The exhibition was titled Breaking the silence: A luta continua by Khulumani members at a public meeting and was launched at the temporary space at the Apartheid Museum on 26 June 2004. Maureen Mazibuko and Cleo Visagie were the exhibition guides.
Guests at the launch of Breaking the silence: A luta continua at the Apartheid Museum – 26 June 2004. Christopher Till, museum director, standing on the left
(Do you have this image Andrea?)
Cleo Visagie and Maureen Mazibuko, Breaking the silence exhibition guides at the Apartheid Museum. (Do you have this photograph Andrea?)
In 2006, with a small grant from Hoskin Consolidated Investment (HCI), the project partners, HRMC with Khulumani Western Cape, embarked on the Rural Life Story Project to include rural narratives from Mossel Bay, Beaufort West, Worcester, Robertson and Ashton. The book The eye has never seen enough, the ear has never heard enough, three memory banners and 12 scrapbooks were added to the exhibition when it was launched at the Iziko Museums of Cape Town’s Slave Lodge in July 2006. Maureen Mazibuko was the exhibition guide there.

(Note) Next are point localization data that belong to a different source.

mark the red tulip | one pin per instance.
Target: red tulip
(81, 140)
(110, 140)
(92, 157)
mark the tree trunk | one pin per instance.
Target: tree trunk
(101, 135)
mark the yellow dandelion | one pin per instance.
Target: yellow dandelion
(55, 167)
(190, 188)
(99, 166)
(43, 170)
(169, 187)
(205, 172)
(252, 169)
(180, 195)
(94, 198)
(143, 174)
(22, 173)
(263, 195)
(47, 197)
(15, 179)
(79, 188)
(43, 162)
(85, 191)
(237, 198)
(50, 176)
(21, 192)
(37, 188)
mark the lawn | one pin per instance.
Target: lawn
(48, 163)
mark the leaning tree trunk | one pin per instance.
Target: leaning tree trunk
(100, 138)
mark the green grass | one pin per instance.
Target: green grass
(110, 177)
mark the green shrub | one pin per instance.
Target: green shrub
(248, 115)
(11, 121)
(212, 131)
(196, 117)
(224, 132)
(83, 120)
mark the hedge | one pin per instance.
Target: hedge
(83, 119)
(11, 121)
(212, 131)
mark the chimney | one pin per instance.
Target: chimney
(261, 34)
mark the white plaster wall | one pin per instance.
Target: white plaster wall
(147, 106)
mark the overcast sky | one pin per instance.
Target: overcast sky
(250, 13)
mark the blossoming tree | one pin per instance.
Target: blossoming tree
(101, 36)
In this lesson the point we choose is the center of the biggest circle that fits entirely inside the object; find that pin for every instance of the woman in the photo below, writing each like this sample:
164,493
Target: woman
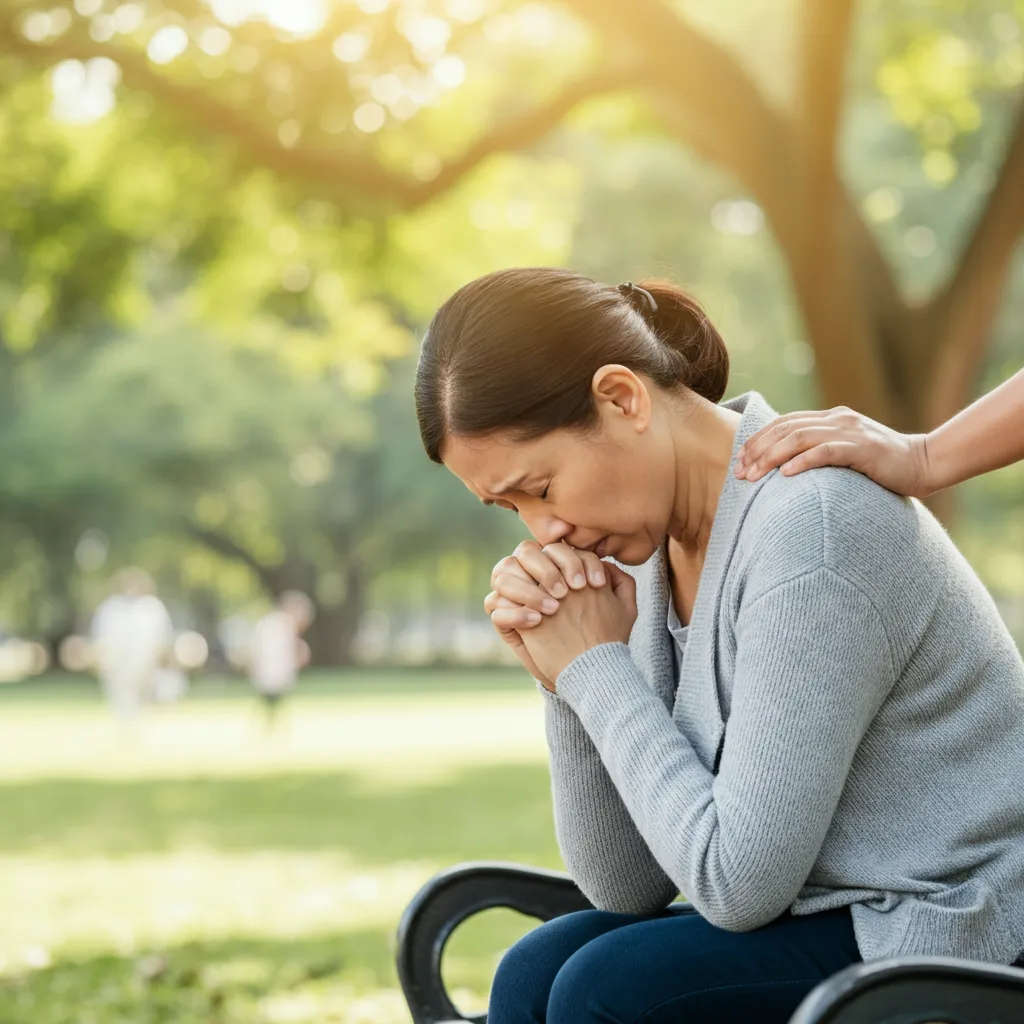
799,707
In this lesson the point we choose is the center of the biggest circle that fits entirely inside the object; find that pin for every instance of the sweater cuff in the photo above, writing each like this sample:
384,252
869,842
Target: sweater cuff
599,681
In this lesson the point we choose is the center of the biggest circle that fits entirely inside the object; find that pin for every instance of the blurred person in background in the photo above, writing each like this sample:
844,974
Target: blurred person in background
984,436
278,651
131,636
791,700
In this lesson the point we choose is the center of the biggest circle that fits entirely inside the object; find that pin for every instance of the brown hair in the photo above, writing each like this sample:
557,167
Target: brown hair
517,350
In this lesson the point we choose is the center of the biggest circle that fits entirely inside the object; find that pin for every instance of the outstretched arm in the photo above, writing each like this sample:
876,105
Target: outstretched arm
984,436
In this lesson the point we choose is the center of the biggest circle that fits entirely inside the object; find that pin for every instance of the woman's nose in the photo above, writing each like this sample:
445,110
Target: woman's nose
546,528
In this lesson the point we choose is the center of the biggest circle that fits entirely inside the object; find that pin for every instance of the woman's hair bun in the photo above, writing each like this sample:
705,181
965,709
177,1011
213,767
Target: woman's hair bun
681,325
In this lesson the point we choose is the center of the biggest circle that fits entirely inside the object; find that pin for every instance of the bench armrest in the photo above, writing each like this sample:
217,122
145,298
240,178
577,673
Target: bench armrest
446,900
914,990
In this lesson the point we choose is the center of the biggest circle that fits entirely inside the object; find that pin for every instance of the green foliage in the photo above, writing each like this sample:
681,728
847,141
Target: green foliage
267,886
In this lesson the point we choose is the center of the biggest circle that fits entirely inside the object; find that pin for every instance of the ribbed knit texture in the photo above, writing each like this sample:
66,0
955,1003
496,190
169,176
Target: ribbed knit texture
871,708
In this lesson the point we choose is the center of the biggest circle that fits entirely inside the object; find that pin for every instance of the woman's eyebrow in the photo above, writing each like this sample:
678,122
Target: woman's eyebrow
507,487
513,485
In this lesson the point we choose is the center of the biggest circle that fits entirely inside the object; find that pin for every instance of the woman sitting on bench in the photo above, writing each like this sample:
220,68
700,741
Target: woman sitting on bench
790,699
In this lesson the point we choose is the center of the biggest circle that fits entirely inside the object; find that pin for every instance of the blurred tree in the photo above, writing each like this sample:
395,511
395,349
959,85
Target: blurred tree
347,99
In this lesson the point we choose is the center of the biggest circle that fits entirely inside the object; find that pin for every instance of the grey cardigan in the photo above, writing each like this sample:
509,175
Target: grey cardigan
866,705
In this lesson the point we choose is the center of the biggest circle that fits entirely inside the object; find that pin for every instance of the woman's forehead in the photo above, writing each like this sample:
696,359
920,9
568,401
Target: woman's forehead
492,465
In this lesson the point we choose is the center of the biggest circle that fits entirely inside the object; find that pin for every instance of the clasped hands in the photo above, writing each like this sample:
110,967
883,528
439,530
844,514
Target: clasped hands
553,603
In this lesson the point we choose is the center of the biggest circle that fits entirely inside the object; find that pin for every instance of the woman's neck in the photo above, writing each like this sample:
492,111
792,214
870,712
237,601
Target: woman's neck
702,440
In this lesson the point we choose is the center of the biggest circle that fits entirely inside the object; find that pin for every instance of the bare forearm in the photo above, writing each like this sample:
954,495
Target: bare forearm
984,436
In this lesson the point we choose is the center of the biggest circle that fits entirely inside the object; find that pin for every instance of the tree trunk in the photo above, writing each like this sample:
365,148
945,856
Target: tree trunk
332,633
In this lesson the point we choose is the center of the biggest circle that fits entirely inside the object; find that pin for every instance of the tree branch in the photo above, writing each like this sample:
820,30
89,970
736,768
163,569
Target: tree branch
338,173
824,39
717,99
221,544
961,315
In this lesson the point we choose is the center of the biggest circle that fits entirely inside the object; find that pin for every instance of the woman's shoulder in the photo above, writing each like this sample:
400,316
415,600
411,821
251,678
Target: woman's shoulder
836,520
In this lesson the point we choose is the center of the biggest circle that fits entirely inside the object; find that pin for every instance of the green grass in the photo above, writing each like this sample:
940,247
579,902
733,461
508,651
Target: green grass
204,871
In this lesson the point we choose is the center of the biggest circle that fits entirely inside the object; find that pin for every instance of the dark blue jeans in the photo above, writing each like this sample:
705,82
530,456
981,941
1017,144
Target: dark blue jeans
673,968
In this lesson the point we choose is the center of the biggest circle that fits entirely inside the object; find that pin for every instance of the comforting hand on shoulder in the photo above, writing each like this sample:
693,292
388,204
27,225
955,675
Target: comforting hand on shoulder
585,619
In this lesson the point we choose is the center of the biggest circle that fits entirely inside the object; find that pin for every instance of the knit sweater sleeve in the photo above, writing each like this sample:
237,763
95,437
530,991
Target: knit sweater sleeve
813,665
599,842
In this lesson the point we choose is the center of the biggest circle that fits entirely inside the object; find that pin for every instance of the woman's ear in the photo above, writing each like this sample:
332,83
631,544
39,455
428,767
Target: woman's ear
621,395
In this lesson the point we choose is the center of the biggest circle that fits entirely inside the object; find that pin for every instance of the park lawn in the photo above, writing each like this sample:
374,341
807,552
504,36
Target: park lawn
204,870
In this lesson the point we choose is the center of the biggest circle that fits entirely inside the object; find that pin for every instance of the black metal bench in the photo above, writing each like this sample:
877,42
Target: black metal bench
911,990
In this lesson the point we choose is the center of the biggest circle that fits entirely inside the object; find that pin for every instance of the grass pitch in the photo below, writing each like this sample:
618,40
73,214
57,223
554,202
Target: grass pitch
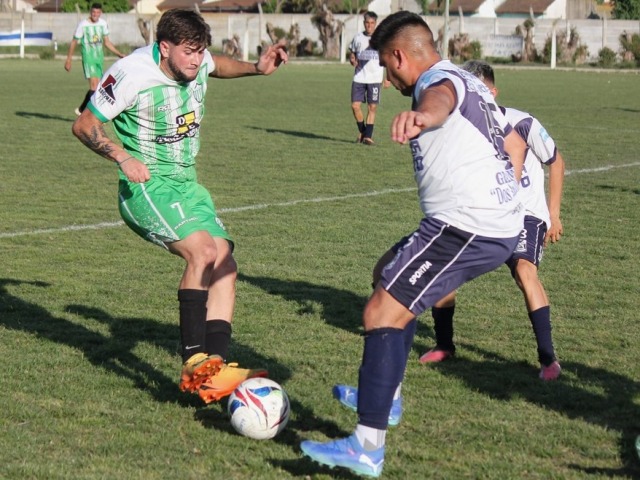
88,311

In collaboration with Creative Partnerships, St Bernard’s Girls Highs School, and Slough Museum, the exhibition went to London from March – April 2007 and Maureen Mazibuko was its guide there as well.
St Bernard’s learners visiting the exhibition at Slough Museum
Jillian Smith and Celia Hodgson, master’s students from the Centre for Applied Human Rights (CAHR), University of York, did their internship at the HRMC in December 2008. Their project was to fundraise and organise for the Breaking the silence exhibition to travel to York. The exhibition was hosted by St Martin-le-Grand for three weeks in May 2009. Parallel activities were organised by CAHR on the International Apartheid Lawsuit. The British Council of South Africa supported this project as well as UK funders.
Breaking the Silence Exhibition at St Matin-le-Grand in York. Seated is Sindiswa Nunu, the exhibition guide.
Brochure
(Download the brochure)
This eight-page foldout brochure about the exhibition provides a text and visual summary of Breaking the silence: A luta continua’s core themes and content. National Arts Council of South Africa funded for the brochure in time for its launch at St Martin-Le-Grand in May 2009. The exhibition guide in York was Sindiswa Nunu.